Aylesbury Vale District Council wants to go it alone – and a public vote on the plans could take place as early as next year.
Council leader Neil Blake announced plans for a unitary authority this afternoon, and claimed the shake-up could be more financially viable for taxpayers.
Under the plans, which are supported by council opposition leaders, the district would break free from the county, and take responsibility for key departments including children’s services and transport in the Vale.
Mr Blake admitted that Bucks County Council, which would be severely affected by the change, had not be consulted before the announcement, on the day it unveiled plans to work more closely with Northamptonshire and Oxfordshire councils.
Mr Blake said: “It’s been clear to us for some time, that the only way we can put the interests of local people first, is by changing the way we are organised and how we deliver services.
“However, that’s not enough. We need to have a step change in how we deliver services to our community. We have a proven track record of transforming the services that we provide, making them more efficient, cost effective and customer focussed.
“These same principles will obviously need to be applied in the new unitary authority.”
He added: “There are also some challenges that are specific to Aylesbury Vale. The vast majority of future housing and employment growth across the county area will be in the Vale, and we want to be sure that we can manage that growth to achieve the maximum benefit for local residents and businesses.
“We believe that’s going to be more difficult to achieve within the current structure of local government where, inevitably, the resources of the county council have to be spread further afield.
“We are open minded about how the detail of a unitary council might operate.
“The most important thing to do now is to start the debate with the local community and explore what choices would work best.”
Aylesbury Vale is the second largest district in the country with a population of 182,000. Mr Blake cited success stories for councils such as Bedford Borough and Windsor and Maidenhead, and claimed that the decision was not a party political one.
He said: “We would look to take over the majority of services that are currently run by the county council.

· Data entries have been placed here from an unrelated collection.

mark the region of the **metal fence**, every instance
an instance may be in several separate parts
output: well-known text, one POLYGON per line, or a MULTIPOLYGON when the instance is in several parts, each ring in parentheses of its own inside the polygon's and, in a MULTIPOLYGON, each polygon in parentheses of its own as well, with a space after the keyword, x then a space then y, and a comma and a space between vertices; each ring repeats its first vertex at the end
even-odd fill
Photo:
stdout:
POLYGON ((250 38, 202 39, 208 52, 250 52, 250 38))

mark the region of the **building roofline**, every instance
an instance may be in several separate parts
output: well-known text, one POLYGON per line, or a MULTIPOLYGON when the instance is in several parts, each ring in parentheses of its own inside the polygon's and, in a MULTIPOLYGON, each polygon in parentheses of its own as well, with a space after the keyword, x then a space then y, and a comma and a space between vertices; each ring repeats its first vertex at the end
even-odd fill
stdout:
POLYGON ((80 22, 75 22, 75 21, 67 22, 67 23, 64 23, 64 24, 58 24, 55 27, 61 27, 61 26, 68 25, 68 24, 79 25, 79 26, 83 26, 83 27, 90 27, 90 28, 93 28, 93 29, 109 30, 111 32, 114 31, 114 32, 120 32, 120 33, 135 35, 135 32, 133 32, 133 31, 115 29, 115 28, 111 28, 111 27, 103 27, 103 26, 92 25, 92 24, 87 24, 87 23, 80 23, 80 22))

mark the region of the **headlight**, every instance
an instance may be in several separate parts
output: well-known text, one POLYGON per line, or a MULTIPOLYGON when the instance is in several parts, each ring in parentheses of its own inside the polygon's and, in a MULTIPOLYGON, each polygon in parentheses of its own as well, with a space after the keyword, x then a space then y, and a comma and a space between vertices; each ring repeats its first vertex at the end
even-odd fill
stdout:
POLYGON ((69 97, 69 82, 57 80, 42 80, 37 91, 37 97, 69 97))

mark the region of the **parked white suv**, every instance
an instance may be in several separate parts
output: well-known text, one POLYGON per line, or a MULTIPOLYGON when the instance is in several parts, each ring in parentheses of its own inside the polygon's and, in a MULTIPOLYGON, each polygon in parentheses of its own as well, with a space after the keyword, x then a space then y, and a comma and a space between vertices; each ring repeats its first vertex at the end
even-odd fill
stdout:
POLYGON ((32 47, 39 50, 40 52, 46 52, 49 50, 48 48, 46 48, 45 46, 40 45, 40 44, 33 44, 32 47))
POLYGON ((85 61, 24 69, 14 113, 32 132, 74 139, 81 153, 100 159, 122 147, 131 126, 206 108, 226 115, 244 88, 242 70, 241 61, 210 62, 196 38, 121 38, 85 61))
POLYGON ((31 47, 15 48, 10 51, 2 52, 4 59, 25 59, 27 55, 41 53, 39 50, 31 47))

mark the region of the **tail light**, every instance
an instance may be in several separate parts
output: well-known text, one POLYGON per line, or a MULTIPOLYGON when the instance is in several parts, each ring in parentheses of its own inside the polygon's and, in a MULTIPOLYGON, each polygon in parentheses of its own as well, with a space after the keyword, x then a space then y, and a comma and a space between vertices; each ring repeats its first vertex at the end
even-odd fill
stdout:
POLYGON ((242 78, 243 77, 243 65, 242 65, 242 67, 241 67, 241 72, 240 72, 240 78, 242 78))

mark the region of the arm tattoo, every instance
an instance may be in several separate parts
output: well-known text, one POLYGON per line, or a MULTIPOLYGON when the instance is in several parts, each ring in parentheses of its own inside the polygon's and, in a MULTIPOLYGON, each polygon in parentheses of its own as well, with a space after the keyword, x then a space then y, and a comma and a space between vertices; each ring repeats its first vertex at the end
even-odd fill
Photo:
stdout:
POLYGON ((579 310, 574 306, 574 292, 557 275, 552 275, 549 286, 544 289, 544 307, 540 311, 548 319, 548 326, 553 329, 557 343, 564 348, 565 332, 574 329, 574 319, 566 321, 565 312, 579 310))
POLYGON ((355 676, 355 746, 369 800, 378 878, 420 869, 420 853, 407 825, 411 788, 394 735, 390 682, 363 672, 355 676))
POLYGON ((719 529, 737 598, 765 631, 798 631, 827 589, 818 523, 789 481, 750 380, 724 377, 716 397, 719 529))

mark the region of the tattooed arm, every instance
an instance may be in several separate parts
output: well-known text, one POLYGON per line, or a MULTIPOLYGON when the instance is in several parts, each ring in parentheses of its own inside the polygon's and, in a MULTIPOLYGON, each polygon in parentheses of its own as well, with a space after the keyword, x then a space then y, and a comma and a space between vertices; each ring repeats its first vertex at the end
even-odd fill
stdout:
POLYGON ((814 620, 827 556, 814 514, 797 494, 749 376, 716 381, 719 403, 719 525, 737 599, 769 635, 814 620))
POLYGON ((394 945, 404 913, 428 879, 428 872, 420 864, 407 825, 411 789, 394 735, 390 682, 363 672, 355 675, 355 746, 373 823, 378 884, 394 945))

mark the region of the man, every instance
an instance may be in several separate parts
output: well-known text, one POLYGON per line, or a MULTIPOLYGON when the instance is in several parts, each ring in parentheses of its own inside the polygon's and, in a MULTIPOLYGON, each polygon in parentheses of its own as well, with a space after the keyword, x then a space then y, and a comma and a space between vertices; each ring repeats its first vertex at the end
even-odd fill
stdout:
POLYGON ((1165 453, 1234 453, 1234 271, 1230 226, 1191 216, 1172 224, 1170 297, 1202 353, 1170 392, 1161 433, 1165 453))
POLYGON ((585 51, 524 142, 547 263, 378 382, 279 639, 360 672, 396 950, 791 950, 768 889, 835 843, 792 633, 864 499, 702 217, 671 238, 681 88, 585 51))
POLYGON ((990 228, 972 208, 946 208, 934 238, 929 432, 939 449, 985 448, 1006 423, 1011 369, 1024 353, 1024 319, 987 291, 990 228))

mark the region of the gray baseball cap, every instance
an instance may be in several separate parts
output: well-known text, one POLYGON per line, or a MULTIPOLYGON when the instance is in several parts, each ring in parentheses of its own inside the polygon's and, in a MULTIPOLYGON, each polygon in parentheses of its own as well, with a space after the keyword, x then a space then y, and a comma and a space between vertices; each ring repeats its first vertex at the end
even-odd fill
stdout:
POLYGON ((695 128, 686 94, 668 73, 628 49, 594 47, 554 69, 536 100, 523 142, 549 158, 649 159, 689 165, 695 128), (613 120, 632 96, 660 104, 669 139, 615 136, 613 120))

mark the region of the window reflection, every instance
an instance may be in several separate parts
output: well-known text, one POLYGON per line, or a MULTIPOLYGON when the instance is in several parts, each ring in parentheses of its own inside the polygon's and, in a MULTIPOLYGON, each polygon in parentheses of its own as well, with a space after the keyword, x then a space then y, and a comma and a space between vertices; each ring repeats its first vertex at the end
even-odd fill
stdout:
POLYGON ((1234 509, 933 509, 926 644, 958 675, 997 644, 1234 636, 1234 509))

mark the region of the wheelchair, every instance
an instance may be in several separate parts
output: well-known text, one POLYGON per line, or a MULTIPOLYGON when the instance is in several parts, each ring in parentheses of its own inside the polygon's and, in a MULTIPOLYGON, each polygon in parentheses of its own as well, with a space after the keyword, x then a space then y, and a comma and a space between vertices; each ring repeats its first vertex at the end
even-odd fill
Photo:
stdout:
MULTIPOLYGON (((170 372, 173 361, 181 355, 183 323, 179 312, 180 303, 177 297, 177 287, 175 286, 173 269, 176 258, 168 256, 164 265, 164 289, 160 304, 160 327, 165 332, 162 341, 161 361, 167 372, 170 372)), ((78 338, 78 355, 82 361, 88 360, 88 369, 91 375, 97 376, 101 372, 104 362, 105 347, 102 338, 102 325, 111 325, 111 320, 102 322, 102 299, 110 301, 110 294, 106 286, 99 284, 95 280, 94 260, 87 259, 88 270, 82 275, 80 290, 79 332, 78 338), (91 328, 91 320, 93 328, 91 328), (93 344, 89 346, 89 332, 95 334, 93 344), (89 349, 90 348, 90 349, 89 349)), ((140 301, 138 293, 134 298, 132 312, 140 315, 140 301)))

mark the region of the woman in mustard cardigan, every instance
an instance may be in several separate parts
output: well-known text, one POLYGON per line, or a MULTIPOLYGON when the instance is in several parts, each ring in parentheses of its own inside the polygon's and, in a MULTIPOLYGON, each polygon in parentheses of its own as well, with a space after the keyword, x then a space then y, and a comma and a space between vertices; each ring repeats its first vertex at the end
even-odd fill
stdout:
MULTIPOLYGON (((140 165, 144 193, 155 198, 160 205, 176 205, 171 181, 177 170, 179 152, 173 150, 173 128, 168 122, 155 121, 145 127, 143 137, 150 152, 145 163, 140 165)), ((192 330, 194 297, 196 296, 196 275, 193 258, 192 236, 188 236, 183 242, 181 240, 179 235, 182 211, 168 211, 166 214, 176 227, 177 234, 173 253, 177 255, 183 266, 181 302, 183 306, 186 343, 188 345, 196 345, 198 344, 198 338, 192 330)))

“It could be argued that we do not have a track record of running these services, but we do have a track record of success.”
He added: “This is not about the Conservative administration electioneering. Every group at the council is supportive of this unitary proposal, and what is important is what is best for residents in the Vale.
“We don’t have a vested interest because we could all be out of a job when the new unitary is formed, but what’s important is that residents get a much better deal.”
The council will now make as case for the shake-up, which would then be put before a public referendum as early as next year.
This vote cannot take place at the same time as the general election, but it was claimed that it could take place after the new government is formed.
Of the current 55 unitary authorities, nearly 90% are district based. There are already 20 existing unitary councils with smaller populations than Aylesbury Vale.